À son père, Vivi reprochait son attitude vis-à-vis de sa mère. Pourquoi n'avait-il rien fait pour la retenir ? Pourquoi avait-il fait en sorte de détériorer la situation ? Sa mère, elle la traitait de tous les noms d'oiseaux ; car, à ses yeux, c'était elle la fautive. Celle qui était partie avec un autre, comme une traînée. Aux deux, elle reprochait de l'avoir mise de côté, comme un fardeau, comme un boulet. Depuis quelques années, elle étudiait en pension, mais ce n'était que dernièrement que ses repères étaient tombés en pièces. Elle avait commencé l'année scolaire avec des parents en couple, pour découvrir, à son premier retour de vacances, que désormais elle devrait se partager entre deux foyers.
« Au moins, ils sont toujours vivants, les tiens. » lui avait balancé la psychologue de l'école.
Comme si c'était mieux ! pensait Vivi. Non seulement elle devait faire face aux repères brisés, mais aussi elle devait se coltiner des séances de thérapie auprès de cette dinde à lunettes.
Vivi n'avait pas envie d'en parler. Ni avec elle ni avec personne. À quoi bon, puisque cela ne changerait rien ?
*
Au chalet, le fait de se retrouver seule avec son père, diminuée par sa jambe plâtrée, lui avait ouvert de nouvelles perspectives.

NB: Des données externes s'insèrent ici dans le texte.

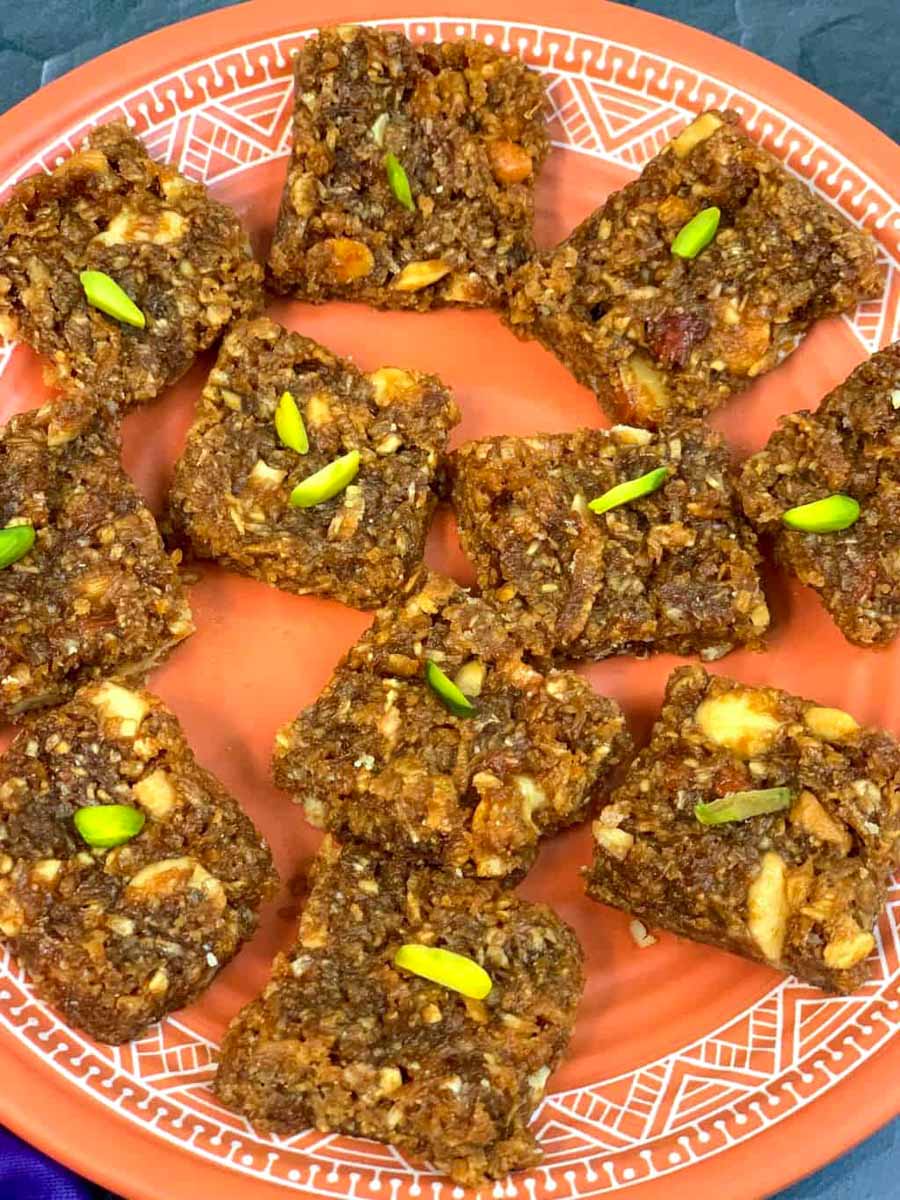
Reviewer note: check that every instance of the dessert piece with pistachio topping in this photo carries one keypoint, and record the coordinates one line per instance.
(435, 738)
(759, 822)
(412, 175)
(87, 588)
(307, 474)
(127, 874)
(695, 279)
(119, 270)
(354, 1035)
(826, 490)
(618, 541)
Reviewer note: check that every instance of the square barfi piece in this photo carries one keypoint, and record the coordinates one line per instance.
(233, 485)
(117, 936)
(412, 174)
(849, 447)
(676, 569)
(381, 759)
(654, 334)
(343, 1039)
(797, 871)
(180, 256)
(95, 594)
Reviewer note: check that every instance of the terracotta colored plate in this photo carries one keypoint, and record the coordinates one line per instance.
(690, 1072)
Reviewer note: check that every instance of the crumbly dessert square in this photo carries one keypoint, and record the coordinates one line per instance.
(232, 486)
(378, 757)
(342, 1039)
(179, 255)
(799, 888)
(96, 594)
(851, 445)
(673, 570)
(115, 939)
(655, 335)
(463, 123)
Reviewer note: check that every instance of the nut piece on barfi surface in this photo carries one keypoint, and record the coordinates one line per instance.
(180, 256)
(117, 937)
(411, 181)
(233, 484)
(342, 1039)
(655, 334)
(673, 570)
(379, 759)
(96, 593)
(799, 886)
(851, 447)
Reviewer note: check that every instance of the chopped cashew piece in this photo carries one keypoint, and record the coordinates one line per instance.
(742, 720)
(767, 906)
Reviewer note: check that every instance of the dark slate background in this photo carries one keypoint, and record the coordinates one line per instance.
(850, 48)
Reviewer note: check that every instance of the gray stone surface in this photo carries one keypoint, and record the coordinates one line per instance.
(849, 48)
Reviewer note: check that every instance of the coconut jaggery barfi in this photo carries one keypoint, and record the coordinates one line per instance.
(799, 885)
(849, 447)
(654, 334)
(94, 593)
(117, 935)
(232, 491)
(412, 173)
(345, 1039)
(180, 256)
(381, 759)
(675, 569)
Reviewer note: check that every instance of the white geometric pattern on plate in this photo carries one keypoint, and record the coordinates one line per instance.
(220, 117)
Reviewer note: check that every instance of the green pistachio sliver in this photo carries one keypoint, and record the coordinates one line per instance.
(108, 825)
(289, 425)
(828, 515)
(631, 490)
(697, 233)
(328, 483)
(399, 181)
(105, 293)
(445, 967)
(15, 543)
(448, 693)
(378, 129)
(741, 805)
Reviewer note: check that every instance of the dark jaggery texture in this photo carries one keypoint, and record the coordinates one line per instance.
(341, 1039)
(851, 445)
(467, 125)
(181, 257)
(799, 889)
(655, 335)
(378, 757)
(232, 486)
(117, 939)
(675, 570)
(97, 594)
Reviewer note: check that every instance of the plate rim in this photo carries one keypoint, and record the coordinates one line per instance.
(36, 119)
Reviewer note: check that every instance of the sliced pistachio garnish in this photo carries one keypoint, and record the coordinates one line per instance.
(108, 825)
(399, 181)
(741, 805)
(828, 515)
(378, 129)
(445, 967)
(103, 293)
(289, 425)
(15, 543)
(328, 483)
(631, 490)
(450, 696)
(697, 233)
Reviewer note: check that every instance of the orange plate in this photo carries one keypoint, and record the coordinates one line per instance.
(690, 1072)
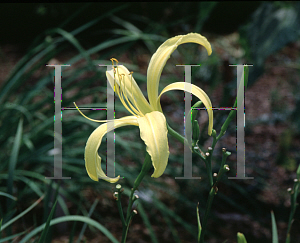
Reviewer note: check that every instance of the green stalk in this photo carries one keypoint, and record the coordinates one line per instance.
(207, 211)
(145, 169)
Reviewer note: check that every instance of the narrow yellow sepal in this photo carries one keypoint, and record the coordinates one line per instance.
(153, 131)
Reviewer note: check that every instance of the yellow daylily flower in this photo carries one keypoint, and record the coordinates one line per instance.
(146, 115)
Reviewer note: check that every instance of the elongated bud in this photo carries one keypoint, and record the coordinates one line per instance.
(196, 131)
(194, 112)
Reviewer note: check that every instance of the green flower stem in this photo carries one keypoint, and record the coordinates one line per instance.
(120, 208)
(211, 195)
(145, 169)
(294, 195)
(176, 135)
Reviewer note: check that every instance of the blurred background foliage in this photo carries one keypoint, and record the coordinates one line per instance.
(265, 34)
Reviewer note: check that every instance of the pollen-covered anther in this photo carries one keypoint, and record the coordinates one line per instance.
(114, 60)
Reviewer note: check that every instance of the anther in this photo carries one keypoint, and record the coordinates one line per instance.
(114, 59)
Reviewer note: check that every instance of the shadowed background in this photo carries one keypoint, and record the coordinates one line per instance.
(85, 35)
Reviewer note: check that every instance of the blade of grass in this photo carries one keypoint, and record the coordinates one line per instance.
(71, 218)
(6, 239)
(145, 218)
(85, 224)
(8, 195)
(199, 223)
(274, 229)
(47, 225)
(13, 160)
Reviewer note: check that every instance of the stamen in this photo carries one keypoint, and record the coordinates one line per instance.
(88, 117)
(134, 101)
(114, 59)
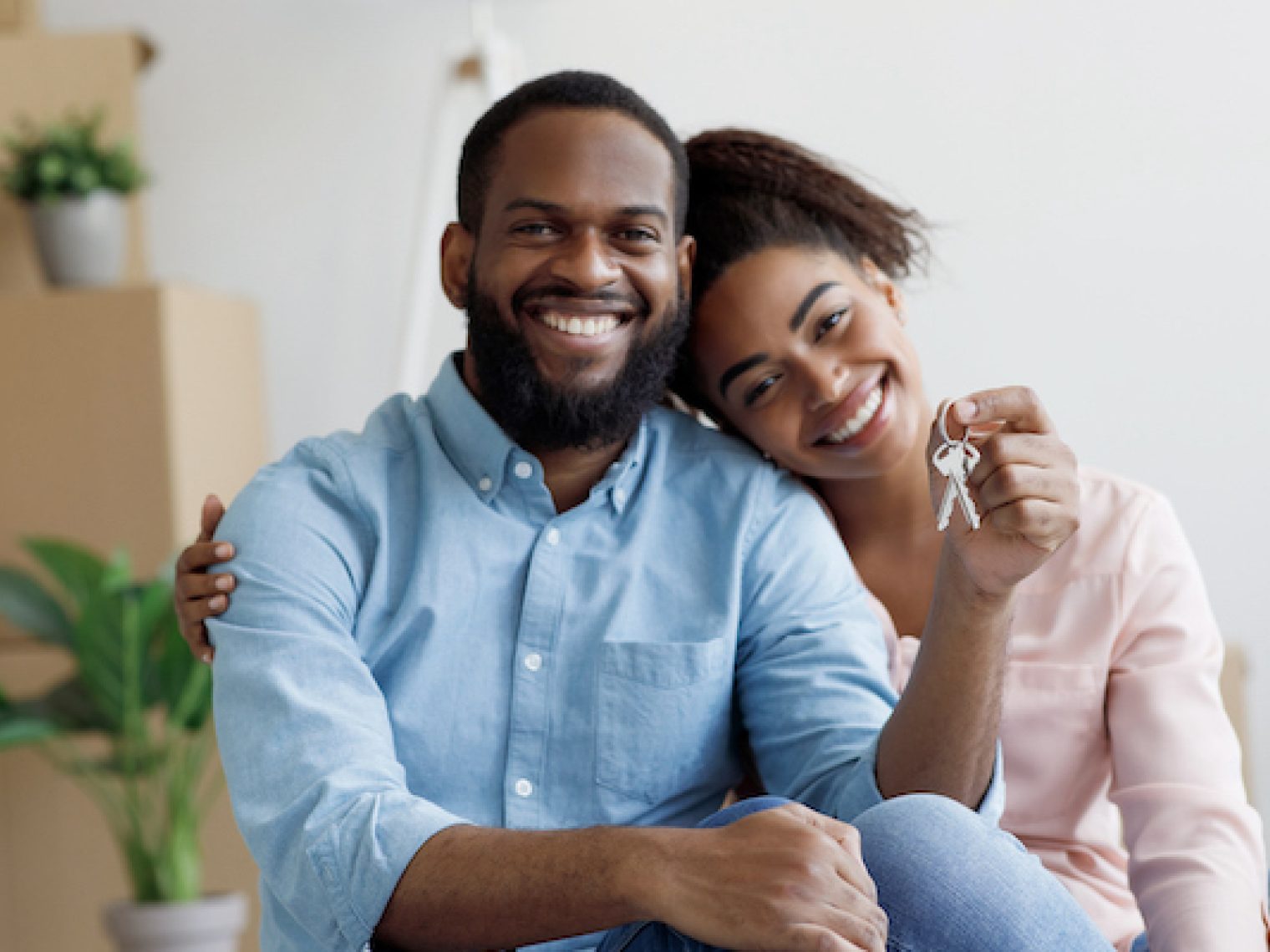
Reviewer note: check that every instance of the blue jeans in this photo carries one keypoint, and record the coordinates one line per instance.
(947, 880)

Au lieu de s'isoler dans ses appareils électroniques, elle préféra l'observer lui aussi. Elle décelait un visage soucieux, qu'il cherchait constamment à dissimuler. D'autres fois, il paraissait trop pensif, concentré ; le regard rivé vers la porte de la cuisine - lorsqu'ils étaient en haut -, comme si quelque chose se cachait en bas des escaliers. Elle détectait le même air absorbé, front plissé, quand ils se retrouvaient en bas. Il fixait la porte fermée au fond du couloir, et montrait un intérêt soudain pour sa trousse à outils. Enfin, elle vit la moue qu'il affichait lorsqu'elle manifesta sa préférence pour s'installer dans la pièce du sous-sol. Elle argumenta que, de toute façon, elle n'avait pas d'autre divertissement, et ce serait le seul endroit où elle ne s'ennuyerait pas pendant son absence prévue le lendemain. En décodant ses gestes, elle comprit que son choix avait frustré ses plans. Elle comprit qu'il attendait qu'elle s'endorme pour tenter d'ouvrir la porte.

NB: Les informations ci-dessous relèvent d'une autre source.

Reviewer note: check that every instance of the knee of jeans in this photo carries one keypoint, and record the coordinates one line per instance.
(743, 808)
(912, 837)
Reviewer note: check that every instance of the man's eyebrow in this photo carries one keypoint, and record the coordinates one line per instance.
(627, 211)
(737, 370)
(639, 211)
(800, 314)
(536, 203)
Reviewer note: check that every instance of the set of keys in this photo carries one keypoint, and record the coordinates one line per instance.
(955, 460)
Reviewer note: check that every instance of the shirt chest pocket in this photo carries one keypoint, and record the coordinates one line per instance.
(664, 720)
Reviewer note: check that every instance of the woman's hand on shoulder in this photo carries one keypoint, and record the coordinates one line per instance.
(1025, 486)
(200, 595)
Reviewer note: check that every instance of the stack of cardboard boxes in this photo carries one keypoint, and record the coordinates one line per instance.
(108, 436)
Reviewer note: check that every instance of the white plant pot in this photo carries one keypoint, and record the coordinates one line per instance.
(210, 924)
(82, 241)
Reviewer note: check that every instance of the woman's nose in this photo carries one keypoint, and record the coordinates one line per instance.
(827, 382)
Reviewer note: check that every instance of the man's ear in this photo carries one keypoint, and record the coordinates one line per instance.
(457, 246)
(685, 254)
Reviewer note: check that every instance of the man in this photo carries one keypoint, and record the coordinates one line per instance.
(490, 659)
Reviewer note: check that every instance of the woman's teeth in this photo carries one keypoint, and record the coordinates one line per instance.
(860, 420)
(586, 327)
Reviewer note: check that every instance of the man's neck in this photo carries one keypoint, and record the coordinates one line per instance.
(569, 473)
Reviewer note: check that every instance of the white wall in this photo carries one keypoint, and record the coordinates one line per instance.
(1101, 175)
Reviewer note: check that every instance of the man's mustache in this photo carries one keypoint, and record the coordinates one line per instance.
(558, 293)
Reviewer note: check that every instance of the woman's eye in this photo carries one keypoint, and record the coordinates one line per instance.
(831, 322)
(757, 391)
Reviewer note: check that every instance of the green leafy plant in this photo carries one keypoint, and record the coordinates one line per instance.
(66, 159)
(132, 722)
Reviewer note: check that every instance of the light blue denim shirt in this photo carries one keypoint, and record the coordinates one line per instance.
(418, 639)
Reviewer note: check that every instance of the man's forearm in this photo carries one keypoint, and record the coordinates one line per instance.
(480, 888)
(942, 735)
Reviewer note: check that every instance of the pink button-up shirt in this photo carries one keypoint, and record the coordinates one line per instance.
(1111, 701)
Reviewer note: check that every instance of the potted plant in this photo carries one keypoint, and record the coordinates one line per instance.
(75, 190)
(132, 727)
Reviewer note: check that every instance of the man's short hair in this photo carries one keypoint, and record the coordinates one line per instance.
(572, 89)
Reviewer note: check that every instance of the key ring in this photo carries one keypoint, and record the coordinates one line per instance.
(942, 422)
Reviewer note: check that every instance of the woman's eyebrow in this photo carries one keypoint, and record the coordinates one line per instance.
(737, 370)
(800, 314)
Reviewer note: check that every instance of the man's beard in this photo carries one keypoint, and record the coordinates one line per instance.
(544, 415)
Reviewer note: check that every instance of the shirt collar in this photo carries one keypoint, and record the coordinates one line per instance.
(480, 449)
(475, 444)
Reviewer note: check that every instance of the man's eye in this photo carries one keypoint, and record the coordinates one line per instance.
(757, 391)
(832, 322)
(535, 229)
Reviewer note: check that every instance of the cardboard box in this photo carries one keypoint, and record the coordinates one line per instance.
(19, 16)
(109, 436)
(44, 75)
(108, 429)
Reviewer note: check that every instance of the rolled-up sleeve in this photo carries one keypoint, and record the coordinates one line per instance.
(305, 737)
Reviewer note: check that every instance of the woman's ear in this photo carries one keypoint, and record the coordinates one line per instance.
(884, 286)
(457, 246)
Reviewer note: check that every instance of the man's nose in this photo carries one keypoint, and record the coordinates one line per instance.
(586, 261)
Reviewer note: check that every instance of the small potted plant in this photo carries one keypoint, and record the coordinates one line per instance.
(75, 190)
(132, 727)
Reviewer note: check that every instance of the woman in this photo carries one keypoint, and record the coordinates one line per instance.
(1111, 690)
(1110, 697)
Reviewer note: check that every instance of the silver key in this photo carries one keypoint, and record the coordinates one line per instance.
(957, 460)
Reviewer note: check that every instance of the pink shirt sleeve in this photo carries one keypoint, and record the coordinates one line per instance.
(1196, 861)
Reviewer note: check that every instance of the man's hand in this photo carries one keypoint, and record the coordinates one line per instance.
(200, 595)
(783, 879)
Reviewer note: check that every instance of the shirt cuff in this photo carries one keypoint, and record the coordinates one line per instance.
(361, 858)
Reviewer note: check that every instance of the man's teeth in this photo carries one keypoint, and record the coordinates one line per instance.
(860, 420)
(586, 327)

Finalement, il dut faire avec. Il installa les affaires de la jeune fille dans la pièce au sous-sol et prépara le canapé-lit. Puis lui demanda de choisir un film qu'ils regarderaient ensemble dès qu'il aurait fini de faire quelque chose. Ses quelque chose, elle les connaissait bien. Cela voulait dire qu'elle était trop jeune et trop stupide pour comprendre. Cette fois-ci, d'après elle, il s'agissait d'une activité pas nette.

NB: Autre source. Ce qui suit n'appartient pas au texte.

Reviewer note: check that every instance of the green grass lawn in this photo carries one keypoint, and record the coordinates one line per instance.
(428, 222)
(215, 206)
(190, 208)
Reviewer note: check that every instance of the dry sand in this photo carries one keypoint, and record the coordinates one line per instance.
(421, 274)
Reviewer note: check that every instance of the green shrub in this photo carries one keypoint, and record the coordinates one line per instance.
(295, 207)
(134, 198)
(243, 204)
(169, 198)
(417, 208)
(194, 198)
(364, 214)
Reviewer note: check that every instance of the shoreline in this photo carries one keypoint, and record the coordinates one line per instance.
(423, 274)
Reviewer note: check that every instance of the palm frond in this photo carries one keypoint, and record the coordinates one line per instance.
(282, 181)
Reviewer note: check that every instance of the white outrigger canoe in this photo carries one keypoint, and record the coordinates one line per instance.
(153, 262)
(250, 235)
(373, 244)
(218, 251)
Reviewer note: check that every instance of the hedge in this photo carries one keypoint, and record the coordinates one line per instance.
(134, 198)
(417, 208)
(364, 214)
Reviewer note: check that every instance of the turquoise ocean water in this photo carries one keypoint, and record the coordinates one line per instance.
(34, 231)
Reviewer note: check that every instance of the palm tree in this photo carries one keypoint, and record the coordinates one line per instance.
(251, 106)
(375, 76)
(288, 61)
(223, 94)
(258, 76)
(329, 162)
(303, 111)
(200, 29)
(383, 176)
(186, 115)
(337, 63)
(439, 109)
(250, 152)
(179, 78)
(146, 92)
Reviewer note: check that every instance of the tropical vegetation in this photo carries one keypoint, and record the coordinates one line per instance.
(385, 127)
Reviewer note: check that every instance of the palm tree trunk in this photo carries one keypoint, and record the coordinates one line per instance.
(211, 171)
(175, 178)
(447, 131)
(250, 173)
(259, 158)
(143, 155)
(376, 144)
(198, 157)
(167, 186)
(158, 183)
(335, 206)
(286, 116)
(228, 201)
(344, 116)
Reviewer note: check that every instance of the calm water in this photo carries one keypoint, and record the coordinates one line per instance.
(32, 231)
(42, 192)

Elle le laissa se débrouiller pour ouvrir la porte. Entretemps, elle reprit son portable uniquement pour effacer les nombreux messages de sa génitrice, sans les avoir lus. Vivi lança à voix haute que sa mère avait appelé, dans le seul but de provoquer son père. Elle voulait qu'il se détourne de cette maudite porte et vienne avec elle. Ou du moins, qu'il lui laisse tenter sa chance. Comme une invocation, avant qu'elle n'ait pu ouvrir la bouche, elle entendit un cliquetis suivi d'un grincement.
— Vivi, ne viens pas, lança-t-il.
Bien évidemment, elle perçut cela comme une invitation. Elle attrapa ses béquilles, sortit de la chambre et avança dans le couloir. Le bruit de ses pas claudicants fut couvert par ceux de l'ouverture et de la fermeture des portes et des tiroirs. La pièce ressemblait à une buanderie, équipée d'un congélateur, d'une machine à laver et d'un sèche-linge, le tout entouré par des étagères et des placards. Lorsqu'elle découvrit son père au milieu, le regard rivé vers le congélateur, Vivi ne put cacher un mince sourire.
— Tu t'attendais à quoi ? Retrouver les restes d'une famille assassinée ? lança-t-elle, moqueuse.
Son père sortit de ses pensées, il la dévisagea, l'air moins grave.
— T'es sûr qu'ils ne sont pas dans le congélateur ? ajouta-t-elle en s'avançant.
Il soupira, un léger apaisement apparut sur son visage, mais un rictus au coin de la bouche révélait sa perplexité. La jeune fille prit appui sur un meuble où étaient entreposés plusieurs cadres photo. Karl les avait remarqués et s'approcha pour les observer un peu plus attentivement. Tandis que la jeune fille s'interrogeait sur cette famille qu'elle venait d'apercevoir furtivement, lui, semblait les connaître. Il susurra même un nom Paulus.
— Tu les connais ? demanda-t-elle.
De manière hésitante, il braqua ses yeux sur ceux de la jeune fille, d'un bleu limpide. Il esquissa enfin un sourire, leva les bras et attrapa un objet en haut de l'étagère. Une luge.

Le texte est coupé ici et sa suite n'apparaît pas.